The NPDA, now in its 13th year, looked at data from all 28,439 children and young people with diabetes who attended 173 paediatric centres delivering diabetes care in England and Wales between 1 April 2015 and 31 March 2016 (100% participation rate), and found that:
- Almost all children and young people with Type 1 diabetes had an HbA1c (99%) and a height and weight measured (98%) during the audit year. Two thirds of young people underwent essential foot checks (66%) compared with 55% in the previous year
- Two thirds (66%) were screened for complications relating to their eyes (retinopathy screening), up from 64% in the previous year and
- 66% were screened for kidney complications (urinary albumin), an improvement from 52% in the previous year
Dr Justin Warner, clinical lead for the NPDA and member of the Royal College of Paediatrics and Child Heath, said: “The fact that care for children with diabetes continues to significantly improve is excellent news and is what we aim to demonstrate when delivering this audit year on year. We want centres delivering paediatric diabetes care to learn from best practice, share good experience and improve results, so this is heartening to see.”
He goes on to say: “The impact of the improvement in blood glucose levels over the last six years should not be underestimated and will reduce the risk of future complications significantly. The improvements reflect the massive amount of work and quality improvement provided by healthcare teams, parents and patients.
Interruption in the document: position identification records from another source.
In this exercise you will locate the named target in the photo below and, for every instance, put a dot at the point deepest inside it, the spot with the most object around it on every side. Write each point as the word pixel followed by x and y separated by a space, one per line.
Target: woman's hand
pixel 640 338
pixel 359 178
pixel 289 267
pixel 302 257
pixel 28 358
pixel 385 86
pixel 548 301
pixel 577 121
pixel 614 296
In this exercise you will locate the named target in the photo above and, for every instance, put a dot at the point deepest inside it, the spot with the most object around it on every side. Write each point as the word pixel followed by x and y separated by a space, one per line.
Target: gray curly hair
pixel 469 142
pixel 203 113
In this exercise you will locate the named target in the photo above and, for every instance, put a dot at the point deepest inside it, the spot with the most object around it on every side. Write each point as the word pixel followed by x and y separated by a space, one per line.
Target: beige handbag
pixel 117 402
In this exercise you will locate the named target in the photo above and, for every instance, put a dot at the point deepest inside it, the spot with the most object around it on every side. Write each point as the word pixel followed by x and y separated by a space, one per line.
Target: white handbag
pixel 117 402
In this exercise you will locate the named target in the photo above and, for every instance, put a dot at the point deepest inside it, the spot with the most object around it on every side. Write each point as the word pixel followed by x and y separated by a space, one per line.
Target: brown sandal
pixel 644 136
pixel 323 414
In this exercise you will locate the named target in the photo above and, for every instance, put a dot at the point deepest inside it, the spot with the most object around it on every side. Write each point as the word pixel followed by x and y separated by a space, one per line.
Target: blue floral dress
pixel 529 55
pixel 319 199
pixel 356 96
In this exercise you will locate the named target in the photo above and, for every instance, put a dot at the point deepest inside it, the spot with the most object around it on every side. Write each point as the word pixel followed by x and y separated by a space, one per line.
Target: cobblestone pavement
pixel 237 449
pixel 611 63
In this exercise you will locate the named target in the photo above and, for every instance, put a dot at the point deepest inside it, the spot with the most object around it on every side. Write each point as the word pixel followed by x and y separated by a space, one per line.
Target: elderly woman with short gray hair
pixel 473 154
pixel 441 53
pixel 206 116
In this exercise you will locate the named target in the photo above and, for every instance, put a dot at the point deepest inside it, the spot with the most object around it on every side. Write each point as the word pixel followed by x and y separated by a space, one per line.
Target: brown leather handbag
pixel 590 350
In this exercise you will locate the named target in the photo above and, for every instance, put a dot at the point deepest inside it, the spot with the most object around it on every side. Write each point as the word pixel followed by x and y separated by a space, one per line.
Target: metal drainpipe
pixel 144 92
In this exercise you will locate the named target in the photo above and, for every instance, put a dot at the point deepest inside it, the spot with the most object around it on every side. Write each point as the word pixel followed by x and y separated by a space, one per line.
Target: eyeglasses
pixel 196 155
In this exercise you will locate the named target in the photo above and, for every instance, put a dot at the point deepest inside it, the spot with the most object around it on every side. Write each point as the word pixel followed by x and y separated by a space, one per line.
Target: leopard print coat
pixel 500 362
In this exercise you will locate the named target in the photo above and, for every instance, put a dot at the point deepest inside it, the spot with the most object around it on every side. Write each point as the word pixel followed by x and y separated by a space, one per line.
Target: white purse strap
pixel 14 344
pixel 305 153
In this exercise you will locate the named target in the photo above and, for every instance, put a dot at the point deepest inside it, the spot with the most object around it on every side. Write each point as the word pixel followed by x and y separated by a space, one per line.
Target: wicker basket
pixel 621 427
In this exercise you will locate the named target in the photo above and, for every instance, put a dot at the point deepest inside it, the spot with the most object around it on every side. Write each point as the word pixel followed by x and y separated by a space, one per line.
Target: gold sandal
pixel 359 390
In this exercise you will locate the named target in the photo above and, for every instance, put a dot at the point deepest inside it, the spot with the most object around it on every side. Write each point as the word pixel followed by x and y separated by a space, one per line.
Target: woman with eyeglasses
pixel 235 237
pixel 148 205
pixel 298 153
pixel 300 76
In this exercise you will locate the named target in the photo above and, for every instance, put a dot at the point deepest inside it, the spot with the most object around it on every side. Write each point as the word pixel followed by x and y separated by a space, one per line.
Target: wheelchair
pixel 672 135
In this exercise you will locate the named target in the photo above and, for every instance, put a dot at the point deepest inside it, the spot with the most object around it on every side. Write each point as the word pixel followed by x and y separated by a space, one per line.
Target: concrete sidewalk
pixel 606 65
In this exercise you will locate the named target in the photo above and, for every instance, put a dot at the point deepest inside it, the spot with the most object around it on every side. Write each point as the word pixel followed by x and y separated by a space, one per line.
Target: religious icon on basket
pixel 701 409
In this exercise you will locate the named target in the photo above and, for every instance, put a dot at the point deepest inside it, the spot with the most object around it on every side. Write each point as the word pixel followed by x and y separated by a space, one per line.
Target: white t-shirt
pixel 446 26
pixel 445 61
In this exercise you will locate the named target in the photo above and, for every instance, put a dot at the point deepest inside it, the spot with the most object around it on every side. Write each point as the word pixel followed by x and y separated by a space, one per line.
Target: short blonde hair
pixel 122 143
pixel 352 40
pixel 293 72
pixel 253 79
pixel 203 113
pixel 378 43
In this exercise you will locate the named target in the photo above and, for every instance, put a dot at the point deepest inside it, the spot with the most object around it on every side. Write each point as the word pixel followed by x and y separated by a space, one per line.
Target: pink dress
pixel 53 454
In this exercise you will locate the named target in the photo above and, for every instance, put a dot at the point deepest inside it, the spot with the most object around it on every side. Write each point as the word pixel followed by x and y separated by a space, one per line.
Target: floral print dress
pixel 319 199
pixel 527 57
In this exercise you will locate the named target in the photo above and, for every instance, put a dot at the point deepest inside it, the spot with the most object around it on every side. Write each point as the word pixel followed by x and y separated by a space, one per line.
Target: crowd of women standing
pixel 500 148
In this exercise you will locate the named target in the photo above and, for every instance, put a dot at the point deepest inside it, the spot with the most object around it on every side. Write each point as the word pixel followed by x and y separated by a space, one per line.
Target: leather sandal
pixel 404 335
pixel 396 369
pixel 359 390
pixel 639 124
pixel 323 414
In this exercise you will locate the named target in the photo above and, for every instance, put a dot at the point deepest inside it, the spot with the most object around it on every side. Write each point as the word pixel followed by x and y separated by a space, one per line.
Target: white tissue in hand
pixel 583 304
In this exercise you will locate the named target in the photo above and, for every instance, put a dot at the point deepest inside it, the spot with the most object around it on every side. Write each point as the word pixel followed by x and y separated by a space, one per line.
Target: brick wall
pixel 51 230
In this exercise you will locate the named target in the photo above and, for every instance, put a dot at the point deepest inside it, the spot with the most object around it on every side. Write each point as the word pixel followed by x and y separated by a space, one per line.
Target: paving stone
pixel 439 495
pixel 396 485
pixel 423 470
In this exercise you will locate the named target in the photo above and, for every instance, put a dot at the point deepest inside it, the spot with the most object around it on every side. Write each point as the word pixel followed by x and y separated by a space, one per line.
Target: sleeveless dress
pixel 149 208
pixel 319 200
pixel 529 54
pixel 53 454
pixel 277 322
“This has been supported by high level strategies including the formation of the National Regional Networks, the Best Practice Tariff in England, Paediatric Diabetes Health Board investment in Wales, Quality Assurance (peer review) programmes national and local Quality Improvement programmes and National Institute for Health and Care Excellence (NICE) guidance”
“Furthermore, the improvements seen in completion of essential health checks – foot, eye and kidney disease screening – is excellent news and means that children and young people with diabetes are receiving improved care, reducing the risk of complications and allowing early recognition and intervention where necessary.”
However, despite seeing these improvements, deficiencies in care still remain.
- There remains considerable variability between centres across England and Wales providing care in terms of diabetes outcomes which require better working relationships, sharing of good practice and instigation of quality improvement strategies to improve care.
- 9.7% of young people with Type 1 diabetes are already demonstrating early signs of kidney disease and 13.8% early signs of eye disease putting them at increased risk of kidney failure and blindness
- Children with Type 1 diabetes were more likely to be overweight or obese compared to the general population.
- Children and young people living in the most deprived areas were at increased risk of diabetes complications and poor diabetes control compared to those in the least deprived areas.
- Two thirds of young people aged 12 and above with Type 1 diabetes are not receiving all seven recommended health checks on an annual basis – HbA1c, height and weight, blood pressure, kidney function, eye screening, foot examination, and thyroid function
- Although much less common in childhood, those with Type 2 diabetes tend to come primarily from non-white ethnicity, are obese and have higher blood pressure compared to those with Type 1 diabetes putting them at a higher risk of long-term complications.